DALLAS (1080 KRLD) - A collaboration between The University of Texas at Dallas' Center for BrainHealth and UT Southwestern Medical Center has resulted in a new way to look at the brains of patients with multiple sclerosis (MS) which could greatly enhance doctors ability to select the best therapy for each person.
In a study published in the Journal of Neuroimaging, researchers were able to examine brain lesions using a patent-pending technique employing 3 Tesla MRI, allowing doctors to see the lesions in 3D instead of 2D. Previously, doctors were only able to look at lesions in 2D, forcing doctors to make educated guesses on the status of each lesion.
Having a 3 dimensional view of the lesions allows doctors to see the harm done to the tissue surrounding the lesions and allows doctors to give a better estimate on how long the lesion has existed.

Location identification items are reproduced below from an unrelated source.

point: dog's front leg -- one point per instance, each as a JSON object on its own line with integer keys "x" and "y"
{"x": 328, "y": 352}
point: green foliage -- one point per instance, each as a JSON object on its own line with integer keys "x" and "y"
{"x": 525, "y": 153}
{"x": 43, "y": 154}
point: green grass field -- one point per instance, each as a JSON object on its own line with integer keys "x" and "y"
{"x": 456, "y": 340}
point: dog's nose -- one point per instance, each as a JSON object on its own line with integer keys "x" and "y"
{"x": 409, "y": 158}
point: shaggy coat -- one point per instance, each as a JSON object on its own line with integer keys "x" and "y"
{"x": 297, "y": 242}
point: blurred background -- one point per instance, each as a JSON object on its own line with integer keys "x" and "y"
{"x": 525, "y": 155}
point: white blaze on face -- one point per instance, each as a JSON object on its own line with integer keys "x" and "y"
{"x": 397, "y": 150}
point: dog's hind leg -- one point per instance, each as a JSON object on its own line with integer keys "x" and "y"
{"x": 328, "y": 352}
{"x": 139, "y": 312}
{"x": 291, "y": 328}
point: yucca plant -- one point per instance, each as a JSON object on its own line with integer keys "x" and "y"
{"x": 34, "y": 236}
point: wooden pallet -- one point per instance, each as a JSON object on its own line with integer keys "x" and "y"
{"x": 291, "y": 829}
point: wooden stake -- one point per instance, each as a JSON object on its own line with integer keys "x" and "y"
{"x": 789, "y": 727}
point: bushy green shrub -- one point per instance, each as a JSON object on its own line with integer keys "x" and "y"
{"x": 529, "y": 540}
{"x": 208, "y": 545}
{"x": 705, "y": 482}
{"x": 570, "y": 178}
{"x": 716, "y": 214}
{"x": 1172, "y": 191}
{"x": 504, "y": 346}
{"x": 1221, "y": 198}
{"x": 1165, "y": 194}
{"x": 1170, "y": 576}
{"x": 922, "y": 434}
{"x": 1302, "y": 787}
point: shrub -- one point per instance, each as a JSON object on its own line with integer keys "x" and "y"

"It is exciting because prior to this development, doctors have had to rely on trial and error therapy. So they just look at the lesion and make their best guess about it," said Dr. Bart Rypma, a professor of psychology at UT Dallas. So with our technology we can distinguish a newer lesion that have more recently occurred and have the potential to heal themselves and older lesions that tend to be in a more static state and are less capable of healing."
While there have been innovative developments in the treatment of lesions, doctors can more efficiently treat patients.
"There have been new medications coming along at a high frequency," said Dr. Rypma. "The question has been how do we apply those medications to most effectively for the patient. It really depends on the status of their lesions, how much it can help them. And what our diagnostic technique doctors do is more effectively target those medications to the patients."
The study showed that approximately one-third of MS lesions show signs of a high probability of repair.